We are a bootstrapped three person team of MIT CS grads. We've built a solid product in the enterprise space and are at the alpha stage. We are looking at raising  a seed round from a top tier VC but we recently received an acquisition offer. This would give each of us $2mm over a golden handcuff period (we have no outside investment yet). We believe in the product and the team. We are new grads so we want to learn the process of doing a startup (raising money, building teams, finding customers). On the flipside we could take the small success and build a company again with a more solid financial background and success history -- but have to be corporate guys for 2 years. Any opinions on what we should do?
======
pedalpete
I like mahesh's idea, but keep this in mind.

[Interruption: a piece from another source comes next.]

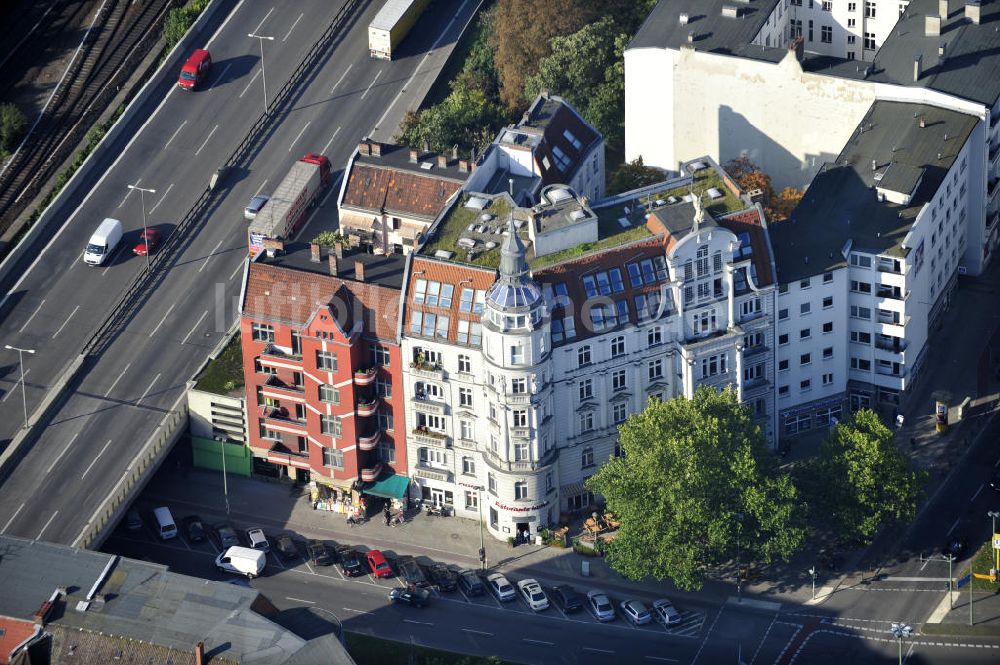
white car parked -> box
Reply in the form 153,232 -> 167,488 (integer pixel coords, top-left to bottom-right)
517,579 -> 549,612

If you take an offer now, you'll have some stability going forward, as well as
a successful exit.

If you continue on your own, you've got the possibility of gaining only
experience if the company fails for some reason.

You're young, so you'll have a great learning experience either way.

If the company that is looking to acquire you is also young and has the right
culture for you, you will still learn a lot while there. You say you want to
learn about raising money, building teams and finding customers. Have you
spoken to the acquiring company about what you'd like to learn? If so, they
could provide you with that learning while you're with them.

------
mahesh_rm
Take a one week holiday together someplace you like. Have fun, drink some
beers, climb some mountain, and think together about a sensible and coherent
way to go. Go with that and don't look back. But this is only what I'd do.

------
corporalagumbo
Two problems here: 1) Is your aim to sell this company? 2) If yes, is now the
best time to sell?

Regarding 1): What sort of company is it? Do you have an underlying philosophy
for what you are doing? Do you believe strongly in what you are doing? Or is
it just a company for a company's sake? Are you interested in and willing to
spend the time and effort to build it up - do you think it could get big?

------
dylanhassinger
yes. an exit changes everything